Gelir yaklaşımı tıpkı maliyet yönteminde olduğu gibi piyasa rayicini oluşturan yeterli emsal bulunamadığı takdirde çoğunlukla kullanılmaktadır. Bu yaklaşım, detaylı matematiksel formüllere ve bu formüllerde kullanılan fazla sayıda değişkenin kapsamlı araştırmalar ile doğru tespit edilmesine dayanmaktadır.

Maliyet Yöntemi
Bu yöntemde, var olan bir yapının günümüz ekonomik koşulları altında yeniden inşa edilme maliyeti gayrimenkulün değerlemesi için baz kabul edilir. Bu anlamda maliyet yaklaşımının ana ilkesi kullanım değeri ile açıklanabilir. Kullanım değeri ise, "Hiçbir şahıs ona karşı istek duymasa veya onun değerini bilmese bile malın gerçek bir değeri vardır" şeklinde tanımlanmaktadır. Bu yöntemde gayrimenkulün önemli bir kalan ekonomik ömür beklentisine sahip olduğu kabul edilir. Bu nedenle gayrimenkulün değerinin fiziki yıpranmadan, fonksiyonel ve ekonomik açıdan demode olmasından dolayı zamanla azalacağı varsayılır. Bir başka deyişle, mevcut bir gayrimenkulün bina değerinin, hiçbir zaman yeniden inşa etme maliyetinden fazla olamayacağı kabul edilir.

Emsallerin karşılaştırılması yada gelir yöntemi ile piyasa rayiç değerine ulaşılan arazi değerinin üstüne ilave edilecek olan yapılı taşınmaz değeri, imalatta kullanılan tüm maliyet, özel imalat ve sistemler yıpranma paylarıyla birlikte dikkate alınarak hesaplanmaktadır.

Benzer bir gayrimenkulle mukayese edilerek söz konusu gayrimenkul değerinin bir tahminine ilave olarak, gelişmeleri artırıcı cari gider tahminini, ve söz konusu iyileştirmelerin ne ölçüde amortismana uğradığının bir tahminini gerektirir.
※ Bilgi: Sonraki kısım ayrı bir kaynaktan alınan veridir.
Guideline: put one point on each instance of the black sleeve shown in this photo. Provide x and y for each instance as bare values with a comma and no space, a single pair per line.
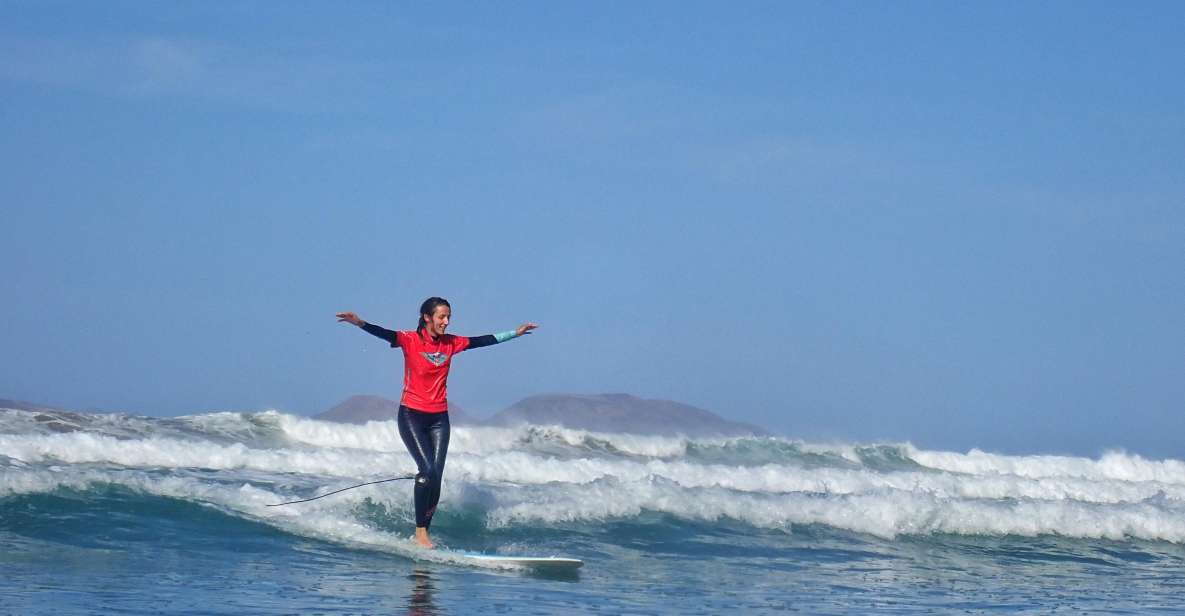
385,334
482,340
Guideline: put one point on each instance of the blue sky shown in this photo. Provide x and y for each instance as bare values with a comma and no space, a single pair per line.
955,224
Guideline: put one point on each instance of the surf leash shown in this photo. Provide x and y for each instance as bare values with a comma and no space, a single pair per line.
344,489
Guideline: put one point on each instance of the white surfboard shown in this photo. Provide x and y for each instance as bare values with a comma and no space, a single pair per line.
536,562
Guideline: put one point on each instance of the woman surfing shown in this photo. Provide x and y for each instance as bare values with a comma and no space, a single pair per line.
423,409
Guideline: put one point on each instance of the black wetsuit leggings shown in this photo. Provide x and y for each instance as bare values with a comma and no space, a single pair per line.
426,435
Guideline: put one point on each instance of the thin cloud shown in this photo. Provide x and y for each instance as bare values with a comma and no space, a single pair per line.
202,70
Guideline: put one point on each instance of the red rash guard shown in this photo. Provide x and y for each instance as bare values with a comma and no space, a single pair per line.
426,363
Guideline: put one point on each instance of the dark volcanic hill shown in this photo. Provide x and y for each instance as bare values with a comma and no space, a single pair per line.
621,412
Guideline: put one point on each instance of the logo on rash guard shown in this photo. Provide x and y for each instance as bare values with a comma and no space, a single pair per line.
436,358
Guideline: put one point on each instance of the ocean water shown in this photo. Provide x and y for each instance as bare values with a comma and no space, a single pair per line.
123,514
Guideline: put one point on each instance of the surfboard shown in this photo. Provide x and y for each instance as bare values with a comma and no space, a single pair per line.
535,562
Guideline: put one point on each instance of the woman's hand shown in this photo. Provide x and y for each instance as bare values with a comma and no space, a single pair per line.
350,318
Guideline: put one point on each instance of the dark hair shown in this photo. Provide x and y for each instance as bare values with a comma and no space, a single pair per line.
429,308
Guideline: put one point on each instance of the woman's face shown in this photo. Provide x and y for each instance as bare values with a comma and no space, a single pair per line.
439,320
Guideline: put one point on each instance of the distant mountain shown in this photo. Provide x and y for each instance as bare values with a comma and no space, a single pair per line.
620,412
362,409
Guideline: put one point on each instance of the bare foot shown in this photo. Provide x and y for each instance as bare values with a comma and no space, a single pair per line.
422,538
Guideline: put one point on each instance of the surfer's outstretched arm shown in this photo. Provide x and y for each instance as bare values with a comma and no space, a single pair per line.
493,339
373,329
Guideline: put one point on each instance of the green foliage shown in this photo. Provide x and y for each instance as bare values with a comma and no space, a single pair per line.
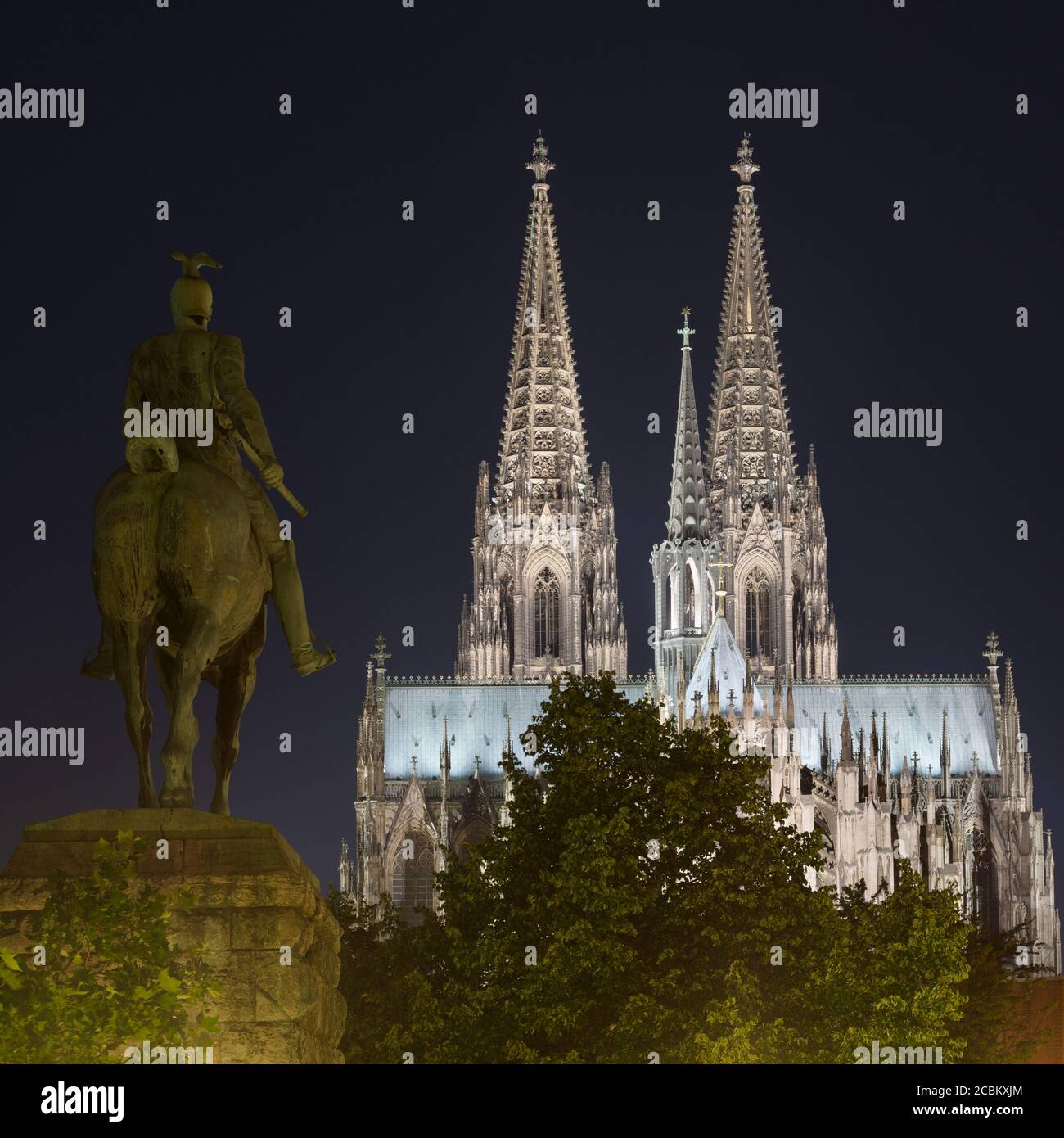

Yeniden üretim giderinden amortisman bedeli düşüldükten sonra benzer gayrimenkul ile karşılaştırılan ilgili taşınmaz piyasa değerinin ilave edilmesiyle bulunan meblağ, maliyet yaklaşımı ile elde edilen gayrimenkulün değer göstergesidir. Yeni maliyet değerin üst sınırını tayin etme eğilimindedir.

Amortisman nedeniyle değer kaybı söz konusu üç yaklaşımın her birinde dikkate alınmalıdır. Bir yaklaşımdan sağlanan bilgiler başka bir yaklaşımda kullanılabilmektedir. Örneğin, benzer taşınmazların son satışlarıyla mukayese edilen piyasa yaklaşımında sağlanan gayrimenkul bedeli, maliyet yaklaşımı için taşınmaz bedeli tahminini verir. Gelir yaklaşımındaki analizlerden çıkarılan kira zararları genellikle maliyet yaklaşımında ve hatta piyasa yaklaşımında, değer kaybı tahminlerine baz teşkil eder. Bu üçlü yaklaşım konseptinin lehindeki en önemli argüman şudur : ilgili kategorilerden birinde veya birden fazlasında yeterli piyasa bilgilerinin bulunmaması halinde bu bilgiler başka birinde bulunabilir ve güvenilir bir değer tahmininin sunulması için bu üç değer göstergeleri buna göre birbirleriyle ilişkilendirilebilirler. Böylece nihai bir değer tahminine ulaşmada, içinde en inandırıcı ve gerçekçi bilgiler bulunan yaklaşım veya yaklaşımlara genellikle en büyük ağırlık verilecektir.